The Boy at the Door Read online

Page 28


  It was strange being back in Poland. I could barely get my head around everything that had happened since I last left – I had the baby in my belly when I arrived in Karlstad, and I had you waiting for me, though I didn’t know it. For Tobias, it must have been very hard. In Poland, there weren’t any forests or any outdoor space where he could go, so he just watched television every day. We went to live in the house where Krysz had lived with his mother in his teens, after his father died. He’d inherited it a few years before when his mother had a heart attack and went into a care home. It was a dirty, over-furnished, freezing house, but Krysz said we’d be unlikely to be found there.

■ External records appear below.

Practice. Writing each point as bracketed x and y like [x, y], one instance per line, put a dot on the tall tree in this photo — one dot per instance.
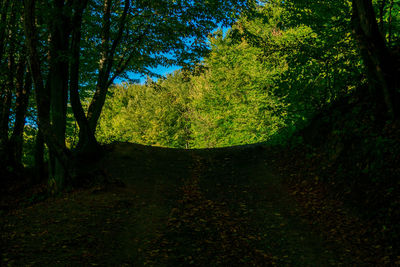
[107, 39]
[381, 63]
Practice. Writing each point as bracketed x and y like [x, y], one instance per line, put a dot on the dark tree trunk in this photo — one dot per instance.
[87, 141]
[106, 62]
[52, 138]
[381, 64]
[58, 85]
[23, 89]
[6, 94]
[40, 173]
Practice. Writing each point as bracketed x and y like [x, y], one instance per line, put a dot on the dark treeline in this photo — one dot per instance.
[278, 65]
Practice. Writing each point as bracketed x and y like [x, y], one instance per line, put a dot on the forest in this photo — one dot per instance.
[274, 142]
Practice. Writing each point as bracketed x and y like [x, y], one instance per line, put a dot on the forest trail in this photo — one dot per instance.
[211, 207]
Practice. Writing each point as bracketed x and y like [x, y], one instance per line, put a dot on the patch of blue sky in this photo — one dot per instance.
[161, 70]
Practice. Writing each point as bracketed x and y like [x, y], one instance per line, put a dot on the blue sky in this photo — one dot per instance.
[161, 69]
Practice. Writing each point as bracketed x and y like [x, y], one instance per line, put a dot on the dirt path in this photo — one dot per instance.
[202, 207]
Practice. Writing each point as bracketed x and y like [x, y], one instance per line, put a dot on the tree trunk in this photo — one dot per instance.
[52, 138]
[40, 173]
[23, 89]
[58, 85]
[380, 62]
[87, 141]
[106, 61]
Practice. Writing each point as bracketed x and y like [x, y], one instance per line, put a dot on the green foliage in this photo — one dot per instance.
[151, 114]
[271, 71]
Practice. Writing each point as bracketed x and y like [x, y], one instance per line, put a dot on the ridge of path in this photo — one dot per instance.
[227, 207]
[209, 207]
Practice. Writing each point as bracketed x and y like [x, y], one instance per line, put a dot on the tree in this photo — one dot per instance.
[380, 60]
[15, 86]
[106, 39]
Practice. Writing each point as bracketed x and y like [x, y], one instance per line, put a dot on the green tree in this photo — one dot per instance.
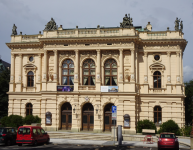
[188, 102]
[145, 124]
[169, 126]
[29, 119]
[4, 87]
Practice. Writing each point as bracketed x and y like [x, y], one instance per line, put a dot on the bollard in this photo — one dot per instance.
[119, 134]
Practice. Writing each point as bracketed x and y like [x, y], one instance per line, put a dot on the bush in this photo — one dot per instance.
[145, 124]
[28, 120]
[185, 131]
[169, 126]
[12, 121]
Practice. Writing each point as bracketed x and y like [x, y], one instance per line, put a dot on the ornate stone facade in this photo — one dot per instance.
[148, 73]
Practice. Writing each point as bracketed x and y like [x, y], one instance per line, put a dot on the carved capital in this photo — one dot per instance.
[168, 54]
[20, 55]
[145, 54]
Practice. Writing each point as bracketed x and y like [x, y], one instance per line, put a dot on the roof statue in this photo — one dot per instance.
[51, 25]
[127, 22]
[14, 30]
[181, 25]
[177, 24]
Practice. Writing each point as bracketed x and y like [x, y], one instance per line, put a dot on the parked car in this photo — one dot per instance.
[168, 140]
[7, 135]
[31, 135]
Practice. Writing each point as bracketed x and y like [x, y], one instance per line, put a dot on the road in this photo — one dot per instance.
[73, 147]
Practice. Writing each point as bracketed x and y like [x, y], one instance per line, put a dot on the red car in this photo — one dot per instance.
[31, 135]
[168, 140]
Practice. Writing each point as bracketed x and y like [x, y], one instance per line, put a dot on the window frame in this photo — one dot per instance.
[68, 72]
[30, 79]
[111, 76]
[157, 77]
[89, 72]
[157, 111]
[29, 109]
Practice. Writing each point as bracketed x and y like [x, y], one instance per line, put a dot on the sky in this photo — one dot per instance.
[31, 16]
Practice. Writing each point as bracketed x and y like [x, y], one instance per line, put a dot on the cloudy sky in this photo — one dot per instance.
[31, 16]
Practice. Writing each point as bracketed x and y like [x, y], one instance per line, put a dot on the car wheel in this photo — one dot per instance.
[48, 141]
[35, 143]
[8, 143]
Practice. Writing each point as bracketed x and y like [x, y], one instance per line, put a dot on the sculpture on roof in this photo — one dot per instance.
[14, 30]
[51, 25]
[177, 24]
[127, 22]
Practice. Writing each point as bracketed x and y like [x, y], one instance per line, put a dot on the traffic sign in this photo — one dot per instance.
[114, 112]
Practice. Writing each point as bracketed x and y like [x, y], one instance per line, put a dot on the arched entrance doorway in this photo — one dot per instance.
[66, 116]
[108, 117]
[88, 117]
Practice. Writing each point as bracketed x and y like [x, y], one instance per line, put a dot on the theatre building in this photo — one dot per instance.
[71, 78]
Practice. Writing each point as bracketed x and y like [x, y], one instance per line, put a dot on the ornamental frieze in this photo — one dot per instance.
[161, 47]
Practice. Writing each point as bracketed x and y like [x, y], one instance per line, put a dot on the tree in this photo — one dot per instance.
[188, 102]
[4, 87]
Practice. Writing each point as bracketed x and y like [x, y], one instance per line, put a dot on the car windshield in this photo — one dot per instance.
[167, 136]
[24, 131]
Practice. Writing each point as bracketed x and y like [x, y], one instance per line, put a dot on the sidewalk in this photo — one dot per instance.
[110, 143]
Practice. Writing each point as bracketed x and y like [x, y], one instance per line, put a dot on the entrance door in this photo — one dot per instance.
[108, 117]
[88, 117]
[66, 116]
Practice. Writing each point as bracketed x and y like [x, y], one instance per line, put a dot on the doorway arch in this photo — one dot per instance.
[88, 117]
[66, 116]
[108, 117]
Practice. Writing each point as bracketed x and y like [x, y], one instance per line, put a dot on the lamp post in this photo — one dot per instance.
[191, 135]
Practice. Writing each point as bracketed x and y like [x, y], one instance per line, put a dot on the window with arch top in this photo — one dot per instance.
[157, 79]
[68, 72]
[110, 69]
[157, 115]
[88, 72]
[29, 108]
[30, 79]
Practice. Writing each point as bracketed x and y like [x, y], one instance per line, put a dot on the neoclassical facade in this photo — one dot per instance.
[71, 78]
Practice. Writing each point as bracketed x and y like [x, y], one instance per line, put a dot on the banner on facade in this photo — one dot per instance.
[65, 88]
[109, 88]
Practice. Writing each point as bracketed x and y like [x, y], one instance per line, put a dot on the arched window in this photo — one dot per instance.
[30, 79]
[68, 72]
[29, 108]
[157, 79]
[157, 115]
[89, 72]
[110, 72]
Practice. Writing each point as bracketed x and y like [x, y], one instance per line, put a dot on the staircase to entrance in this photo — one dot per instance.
[80, 135]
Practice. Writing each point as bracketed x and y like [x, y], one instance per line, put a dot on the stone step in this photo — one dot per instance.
[81, 136]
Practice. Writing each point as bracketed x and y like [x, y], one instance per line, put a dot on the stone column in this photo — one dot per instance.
[39, 67]
[12, 79]
[178, 80]
[20, 68]
[121, 71]
[169, 67]
[132, 66]
[45, 66]
[55, 65]
[44, 82]
[98, 71]
[76, 71]
[146, 67]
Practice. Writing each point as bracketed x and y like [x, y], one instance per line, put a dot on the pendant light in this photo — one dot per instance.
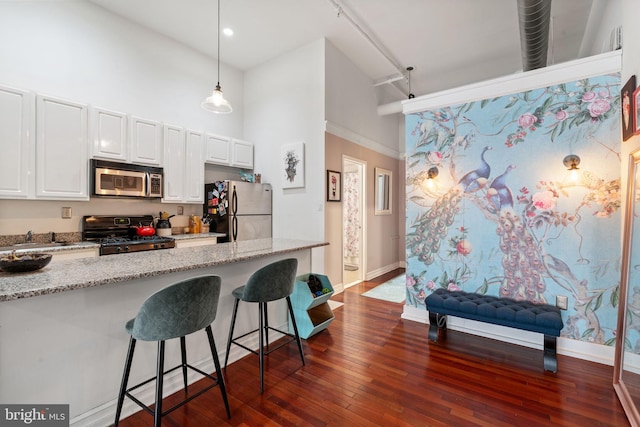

  Gorzów Wielkopolski seemed like an all right enough place in itself, though I didn’t see much of it in the few months we spent there; I mostly stayed inside the house with Tobias, sorting through loot Krysz and Pawel brought back, or smoking pot, or crack if I could get it. I hadn’t touched heroin since the summer before on the farm. On the few occasions I left the house, which was a squat bungalow in an anonymous neighborhood on the north side of the town, it was in the car. Once, Krysz brought me to a big warehouse where they sold paint and building material and told me to choose some paint for the house. He said it would be nicer for everybody if we at least tried to make the house look okay. It made me happy, because I didn’t think Krysz cared about that kind of thing anymore, but I did remember the vegan, straight-laced Krysz with the pristine apartment in Gothenburg, and there must be a part of me that believed he could one day be that guy again. Don’t we all try to believe that things will turn out good okay, Ellen?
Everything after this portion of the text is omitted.